Before helping Valdis descend into the bowels of hell, Sam cast one last glance over her shoulder. She could swear she saw sunlight glinting off crystals—like gleams off polished swords—all over the cliff face. But if any ephemeral figures were up there holding staffs, they were concealed by shadows in the dying sunlight.

“Don’t dally. They’d not be up there unless they’ve felt Evil walking,” Valdis said briskly.

Yea, though I walk through the valley of the shadow of death, I will fear no evil. .  . Sam thought, shivering. Staffs detected evil? She hadn’t felt it. Hooking the stick over her wrist, she offered her arm for her aunt to lean on as they descended what appeared to be stone stairs into the mountain. This wasn’t a properly built concrete bunker, but a cellar only her creatively insane family could concoct, she suspected.

The concrete walls were embedded with crystals that caught what little light came through the open door. Below, Daisy lit a lantern.

No snakes rattled. Sam took a deep breath and relaxed a little.

“Shut the door,” Val commanded.

“Against what, nuclear holocaust?” Sam knew better than to expect a rational answer. Reluctantly, she swung the steel door closed.

Amazingly, it didn’t dim the light. Crystals, mirrors, and polished metal set in the walls reflected the lantern’s gleam. Val grasped a metal rod set in the concrete walls and balancing on her staff, managed the stairs on one foot.

“Evil,” she repeated, as usual. “Evil was committed on this land for eons. It seeps into the rocks, flows through the vortex, pollutes the soul. You’ll see. Now that you’re here, you’ll see.”

That aroused her curiosity. Sam followed Valdis into the bunker, where Daisy was igniting more lanterns with mechanical lighters.

“Does anyone else know about this place?” Sam asked, glancing at the artwork hanging helter-skelter and stacked against the walls.

“The oldest of us,” Val said. “My parents lived here after the bastards burned them out. Their art reflects the evil.” She pointed at a painting done in a similar style to the ones Sam had seen at the lodge.

The man with the long, curly blond hair she assumed was her grandfather faced forward in this painting. He was about her age in this self-portrait. A half-naked pregnant woman reclined on a couch in a mirror on the artist’s wall—her grandmother?

“Early days,” Val barked. “He was a handsome man, and I remember loving the tender look in his expression as he painted my mother. And still it corroded. Look at the eyes. It’s always the eyes. His were once a crystal blue, like yours.”

Daisy held up a lantern so the sparkling color of what had to be decades-old oil was illuminated.

The beautiful young artist’s eyes had turned an evil red.

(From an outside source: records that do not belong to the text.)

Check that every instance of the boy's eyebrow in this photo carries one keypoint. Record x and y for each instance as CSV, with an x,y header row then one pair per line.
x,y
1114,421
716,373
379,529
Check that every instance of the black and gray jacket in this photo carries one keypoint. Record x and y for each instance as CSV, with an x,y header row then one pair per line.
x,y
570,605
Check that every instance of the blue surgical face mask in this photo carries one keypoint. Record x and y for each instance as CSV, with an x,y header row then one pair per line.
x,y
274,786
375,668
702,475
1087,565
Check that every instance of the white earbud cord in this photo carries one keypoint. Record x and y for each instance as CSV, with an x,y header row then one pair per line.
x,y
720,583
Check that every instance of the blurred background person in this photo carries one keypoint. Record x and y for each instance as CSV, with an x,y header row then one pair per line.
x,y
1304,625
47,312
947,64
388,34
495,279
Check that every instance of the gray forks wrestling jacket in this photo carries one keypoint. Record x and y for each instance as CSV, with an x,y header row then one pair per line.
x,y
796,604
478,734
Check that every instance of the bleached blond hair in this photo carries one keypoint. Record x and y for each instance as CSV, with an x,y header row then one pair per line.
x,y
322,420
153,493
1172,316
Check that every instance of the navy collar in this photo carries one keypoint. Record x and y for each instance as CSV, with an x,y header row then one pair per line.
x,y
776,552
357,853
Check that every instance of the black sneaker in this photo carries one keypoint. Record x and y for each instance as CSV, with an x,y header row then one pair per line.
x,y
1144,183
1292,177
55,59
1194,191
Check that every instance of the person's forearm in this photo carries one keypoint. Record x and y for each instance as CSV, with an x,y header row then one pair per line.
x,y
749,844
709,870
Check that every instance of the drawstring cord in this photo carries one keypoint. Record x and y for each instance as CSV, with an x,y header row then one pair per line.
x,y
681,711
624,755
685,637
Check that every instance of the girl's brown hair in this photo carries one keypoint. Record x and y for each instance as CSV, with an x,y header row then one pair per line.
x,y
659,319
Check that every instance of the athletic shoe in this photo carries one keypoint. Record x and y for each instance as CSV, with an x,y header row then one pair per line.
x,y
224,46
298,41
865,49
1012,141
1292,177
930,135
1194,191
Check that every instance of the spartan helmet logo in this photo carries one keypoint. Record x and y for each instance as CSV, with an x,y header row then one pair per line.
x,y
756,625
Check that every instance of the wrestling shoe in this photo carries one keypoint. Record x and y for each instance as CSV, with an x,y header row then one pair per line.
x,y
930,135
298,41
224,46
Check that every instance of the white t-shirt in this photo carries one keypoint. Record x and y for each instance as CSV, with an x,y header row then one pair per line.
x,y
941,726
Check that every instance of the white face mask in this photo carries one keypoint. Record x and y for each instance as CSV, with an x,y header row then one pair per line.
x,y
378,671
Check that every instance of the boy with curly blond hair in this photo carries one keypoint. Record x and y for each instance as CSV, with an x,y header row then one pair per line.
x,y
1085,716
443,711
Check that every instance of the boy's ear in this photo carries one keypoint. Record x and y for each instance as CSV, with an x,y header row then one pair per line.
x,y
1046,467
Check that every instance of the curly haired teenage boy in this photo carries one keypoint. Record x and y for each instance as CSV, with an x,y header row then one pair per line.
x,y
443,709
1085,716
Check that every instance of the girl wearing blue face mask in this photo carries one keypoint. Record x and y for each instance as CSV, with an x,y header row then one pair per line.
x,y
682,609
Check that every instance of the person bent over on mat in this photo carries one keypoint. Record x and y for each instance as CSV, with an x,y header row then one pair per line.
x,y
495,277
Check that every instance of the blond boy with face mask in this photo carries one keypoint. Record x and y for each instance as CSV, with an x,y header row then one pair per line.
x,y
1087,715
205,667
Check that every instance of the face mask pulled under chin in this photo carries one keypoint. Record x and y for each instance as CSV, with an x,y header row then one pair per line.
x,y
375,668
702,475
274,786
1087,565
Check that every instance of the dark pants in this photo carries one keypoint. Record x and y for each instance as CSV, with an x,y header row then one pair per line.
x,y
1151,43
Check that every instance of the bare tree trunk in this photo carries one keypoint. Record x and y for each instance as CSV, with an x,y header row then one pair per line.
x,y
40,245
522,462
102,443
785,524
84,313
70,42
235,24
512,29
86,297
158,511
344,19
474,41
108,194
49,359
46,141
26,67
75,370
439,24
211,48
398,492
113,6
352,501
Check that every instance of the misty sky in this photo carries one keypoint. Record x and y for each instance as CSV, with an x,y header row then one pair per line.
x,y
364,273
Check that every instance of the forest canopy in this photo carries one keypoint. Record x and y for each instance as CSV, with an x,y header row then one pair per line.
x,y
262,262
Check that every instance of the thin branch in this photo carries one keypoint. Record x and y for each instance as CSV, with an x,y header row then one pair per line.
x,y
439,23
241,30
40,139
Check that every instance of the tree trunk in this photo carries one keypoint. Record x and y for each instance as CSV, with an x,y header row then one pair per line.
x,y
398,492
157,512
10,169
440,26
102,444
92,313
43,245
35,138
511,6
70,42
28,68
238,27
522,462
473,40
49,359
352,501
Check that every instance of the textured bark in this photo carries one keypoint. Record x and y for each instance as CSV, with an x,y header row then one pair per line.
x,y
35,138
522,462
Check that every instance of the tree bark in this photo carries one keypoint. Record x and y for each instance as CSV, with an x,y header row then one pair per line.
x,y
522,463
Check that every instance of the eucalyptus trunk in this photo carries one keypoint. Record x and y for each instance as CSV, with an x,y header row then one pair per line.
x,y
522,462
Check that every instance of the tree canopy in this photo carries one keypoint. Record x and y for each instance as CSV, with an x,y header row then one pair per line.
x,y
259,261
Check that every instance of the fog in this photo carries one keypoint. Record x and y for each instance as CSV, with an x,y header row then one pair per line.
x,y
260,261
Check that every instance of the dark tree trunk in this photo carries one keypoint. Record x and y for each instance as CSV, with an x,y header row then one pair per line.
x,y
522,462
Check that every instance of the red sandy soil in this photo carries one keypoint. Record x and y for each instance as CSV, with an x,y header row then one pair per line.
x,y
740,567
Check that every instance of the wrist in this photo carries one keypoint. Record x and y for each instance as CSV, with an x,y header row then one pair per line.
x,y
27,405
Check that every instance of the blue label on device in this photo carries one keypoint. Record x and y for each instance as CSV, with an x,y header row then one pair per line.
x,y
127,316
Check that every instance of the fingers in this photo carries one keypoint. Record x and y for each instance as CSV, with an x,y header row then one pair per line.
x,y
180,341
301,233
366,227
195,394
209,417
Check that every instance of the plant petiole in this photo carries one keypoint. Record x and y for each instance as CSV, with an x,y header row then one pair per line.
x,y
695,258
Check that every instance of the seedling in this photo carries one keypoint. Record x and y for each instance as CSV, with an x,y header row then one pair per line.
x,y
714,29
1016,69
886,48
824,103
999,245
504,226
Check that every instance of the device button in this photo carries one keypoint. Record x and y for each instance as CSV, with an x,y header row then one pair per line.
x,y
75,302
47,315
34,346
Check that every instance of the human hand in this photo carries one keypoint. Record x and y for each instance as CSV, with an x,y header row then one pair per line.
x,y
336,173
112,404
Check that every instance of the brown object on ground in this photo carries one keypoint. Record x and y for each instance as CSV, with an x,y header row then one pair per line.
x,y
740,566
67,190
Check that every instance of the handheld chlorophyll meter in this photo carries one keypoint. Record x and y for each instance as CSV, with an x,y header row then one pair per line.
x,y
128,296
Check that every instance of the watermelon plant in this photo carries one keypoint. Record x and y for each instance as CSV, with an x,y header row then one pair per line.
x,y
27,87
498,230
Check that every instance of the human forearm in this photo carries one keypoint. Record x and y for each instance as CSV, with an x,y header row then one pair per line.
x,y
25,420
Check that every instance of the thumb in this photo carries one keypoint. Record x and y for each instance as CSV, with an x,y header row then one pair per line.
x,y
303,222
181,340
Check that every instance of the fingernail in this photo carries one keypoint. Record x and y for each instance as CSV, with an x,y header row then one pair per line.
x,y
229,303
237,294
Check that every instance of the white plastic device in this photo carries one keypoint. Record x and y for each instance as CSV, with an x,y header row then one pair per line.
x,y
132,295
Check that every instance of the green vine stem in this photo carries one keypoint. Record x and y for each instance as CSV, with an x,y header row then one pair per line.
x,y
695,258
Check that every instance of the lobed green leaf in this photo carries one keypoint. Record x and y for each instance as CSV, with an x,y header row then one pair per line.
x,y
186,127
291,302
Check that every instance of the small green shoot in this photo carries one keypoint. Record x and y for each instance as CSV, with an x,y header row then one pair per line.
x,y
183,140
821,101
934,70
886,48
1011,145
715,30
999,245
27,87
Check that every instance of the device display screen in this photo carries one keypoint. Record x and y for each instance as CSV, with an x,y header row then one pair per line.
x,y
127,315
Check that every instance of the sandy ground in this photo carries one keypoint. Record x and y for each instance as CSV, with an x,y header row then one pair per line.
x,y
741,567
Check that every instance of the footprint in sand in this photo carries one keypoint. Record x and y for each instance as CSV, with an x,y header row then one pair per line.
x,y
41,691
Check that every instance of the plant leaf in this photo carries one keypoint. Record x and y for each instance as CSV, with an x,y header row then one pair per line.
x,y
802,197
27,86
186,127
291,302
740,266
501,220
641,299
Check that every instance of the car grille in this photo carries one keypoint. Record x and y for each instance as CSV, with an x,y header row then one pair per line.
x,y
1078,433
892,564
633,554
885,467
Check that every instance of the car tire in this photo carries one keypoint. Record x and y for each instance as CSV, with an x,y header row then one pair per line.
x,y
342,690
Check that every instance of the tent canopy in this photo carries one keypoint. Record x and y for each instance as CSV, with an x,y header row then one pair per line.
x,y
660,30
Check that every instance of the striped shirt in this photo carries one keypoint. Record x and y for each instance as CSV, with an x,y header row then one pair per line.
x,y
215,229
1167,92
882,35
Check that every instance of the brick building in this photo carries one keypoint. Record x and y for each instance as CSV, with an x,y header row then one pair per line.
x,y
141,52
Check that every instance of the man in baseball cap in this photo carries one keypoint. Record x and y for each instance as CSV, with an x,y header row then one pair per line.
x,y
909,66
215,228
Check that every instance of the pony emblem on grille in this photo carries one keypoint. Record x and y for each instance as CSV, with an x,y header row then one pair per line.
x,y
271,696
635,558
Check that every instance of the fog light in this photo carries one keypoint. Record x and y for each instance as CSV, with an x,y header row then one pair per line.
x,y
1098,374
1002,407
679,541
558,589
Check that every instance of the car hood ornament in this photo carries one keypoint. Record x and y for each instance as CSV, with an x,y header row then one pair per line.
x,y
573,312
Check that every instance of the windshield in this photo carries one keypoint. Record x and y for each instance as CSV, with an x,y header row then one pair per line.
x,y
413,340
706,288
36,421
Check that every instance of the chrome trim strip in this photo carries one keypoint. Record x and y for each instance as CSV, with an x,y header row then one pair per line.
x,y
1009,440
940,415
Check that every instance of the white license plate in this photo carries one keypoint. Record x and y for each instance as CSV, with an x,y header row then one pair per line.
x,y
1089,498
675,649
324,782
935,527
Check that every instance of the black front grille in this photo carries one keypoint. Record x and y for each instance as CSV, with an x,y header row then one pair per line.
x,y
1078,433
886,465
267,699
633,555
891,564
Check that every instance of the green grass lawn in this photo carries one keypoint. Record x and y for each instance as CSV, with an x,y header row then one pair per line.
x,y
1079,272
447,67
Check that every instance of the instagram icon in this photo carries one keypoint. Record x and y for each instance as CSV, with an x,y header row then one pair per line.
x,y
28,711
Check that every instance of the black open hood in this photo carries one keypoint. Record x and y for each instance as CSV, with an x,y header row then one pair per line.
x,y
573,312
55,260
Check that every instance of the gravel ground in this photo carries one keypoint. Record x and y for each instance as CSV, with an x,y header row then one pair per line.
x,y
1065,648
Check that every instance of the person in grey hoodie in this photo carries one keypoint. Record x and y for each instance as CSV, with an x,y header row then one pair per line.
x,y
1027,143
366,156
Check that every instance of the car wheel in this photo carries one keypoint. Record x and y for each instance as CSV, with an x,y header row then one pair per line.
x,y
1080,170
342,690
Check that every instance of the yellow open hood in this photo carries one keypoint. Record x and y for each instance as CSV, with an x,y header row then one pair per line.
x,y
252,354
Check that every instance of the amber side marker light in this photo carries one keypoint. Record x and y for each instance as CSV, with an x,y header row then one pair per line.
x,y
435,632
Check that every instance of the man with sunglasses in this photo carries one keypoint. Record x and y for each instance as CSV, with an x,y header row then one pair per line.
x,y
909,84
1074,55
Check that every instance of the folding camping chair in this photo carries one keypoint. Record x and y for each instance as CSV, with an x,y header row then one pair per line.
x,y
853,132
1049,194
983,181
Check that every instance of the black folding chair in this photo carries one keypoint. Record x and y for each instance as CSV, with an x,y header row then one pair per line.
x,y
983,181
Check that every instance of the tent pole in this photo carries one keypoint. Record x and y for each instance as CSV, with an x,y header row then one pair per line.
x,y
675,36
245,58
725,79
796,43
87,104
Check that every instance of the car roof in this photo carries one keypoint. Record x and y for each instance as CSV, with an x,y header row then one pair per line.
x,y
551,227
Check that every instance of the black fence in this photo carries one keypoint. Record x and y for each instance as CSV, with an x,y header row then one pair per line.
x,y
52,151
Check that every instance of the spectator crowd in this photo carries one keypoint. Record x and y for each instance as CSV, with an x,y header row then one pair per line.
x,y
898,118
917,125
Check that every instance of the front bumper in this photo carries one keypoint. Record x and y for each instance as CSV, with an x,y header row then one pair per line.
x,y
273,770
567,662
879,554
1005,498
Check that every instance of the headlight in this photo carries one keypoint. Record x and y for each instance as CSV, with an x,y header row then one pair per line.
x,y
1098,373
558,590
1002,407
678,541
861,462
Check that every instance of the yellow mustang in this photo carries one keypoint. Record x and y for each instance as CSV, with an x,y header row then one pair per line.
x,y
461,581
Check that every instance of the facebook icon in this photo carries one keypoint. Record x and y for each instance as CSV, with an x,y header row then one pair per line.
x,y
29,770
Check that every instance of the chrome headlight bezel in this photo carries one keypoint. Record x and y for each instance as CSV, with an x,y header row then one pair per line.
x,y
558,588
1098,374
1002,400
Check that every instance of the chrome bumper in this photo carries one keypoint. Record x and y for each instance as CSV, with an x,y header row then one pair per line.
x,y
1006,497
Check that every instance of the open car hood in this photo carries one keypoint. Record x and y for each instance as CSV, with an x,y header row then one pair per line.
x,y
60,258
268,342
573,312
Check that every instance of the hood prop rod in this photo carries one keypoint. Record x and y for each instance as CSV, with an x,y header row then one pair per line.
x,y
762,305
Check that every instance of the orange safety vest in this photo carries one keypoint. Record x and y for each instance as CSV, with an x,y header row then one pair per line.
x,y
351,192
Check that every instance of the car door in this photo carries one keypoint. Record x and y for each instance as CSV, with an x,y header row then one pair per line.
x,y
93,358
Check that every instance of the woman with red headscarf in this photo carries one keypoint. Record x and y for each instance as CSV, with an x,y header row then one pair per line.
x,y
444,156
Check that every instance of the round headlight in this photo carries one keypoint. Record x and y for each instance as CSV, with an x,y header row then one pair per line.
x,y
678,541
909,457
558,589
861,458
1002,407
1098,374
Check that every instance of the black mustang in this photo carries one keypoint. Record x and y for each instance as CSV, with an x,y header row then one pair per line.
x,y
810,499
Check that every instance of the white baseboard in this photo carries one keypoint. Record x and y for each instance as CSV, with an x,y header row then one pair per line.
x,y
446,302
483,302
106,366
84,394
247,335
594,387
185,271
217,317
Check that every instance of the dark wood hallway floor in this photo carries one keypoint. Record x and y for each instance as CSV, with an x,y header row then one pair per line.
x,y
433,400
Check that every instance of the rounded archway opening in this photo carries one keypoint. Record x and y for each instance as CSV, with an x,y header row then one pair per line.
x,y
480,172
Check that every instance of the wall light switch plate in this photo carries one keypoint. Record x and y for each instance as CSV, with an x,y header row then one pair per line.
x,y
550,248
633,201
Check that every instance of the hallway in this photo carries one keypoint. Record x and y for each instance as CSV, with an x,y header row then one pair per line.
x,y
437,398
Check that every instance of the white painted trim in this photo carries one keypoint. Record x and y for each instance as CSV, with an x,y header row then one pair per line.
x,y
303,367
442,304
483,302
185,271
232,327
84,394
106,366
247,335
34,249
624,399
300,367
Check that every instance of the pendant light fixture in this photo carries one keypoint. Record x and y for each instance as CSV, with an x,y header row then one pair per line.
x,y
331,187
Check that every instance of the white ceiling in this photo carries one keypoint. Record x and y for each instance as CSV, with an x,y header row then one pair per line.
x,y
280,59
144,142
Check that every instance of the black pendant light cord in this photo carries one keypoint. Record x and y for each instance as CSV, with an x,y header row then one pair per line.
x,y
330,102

Sam went from painting to painting. Not all were by the same person. Many were too abstract to discern identity. She thought one rural idyll depicted a man with Kennedy features—her paternal grandfather, Geoffrey? His eyes had turned red too.

“The originals didn’t have the red?” Sam asked skeptically. “They all corroded in the same way over the years?”

“Only the eyes of the infected,” Daisy elaborated. “The children are still fine.” She pointed at a tableau of two blond children with brilliant blue eyes.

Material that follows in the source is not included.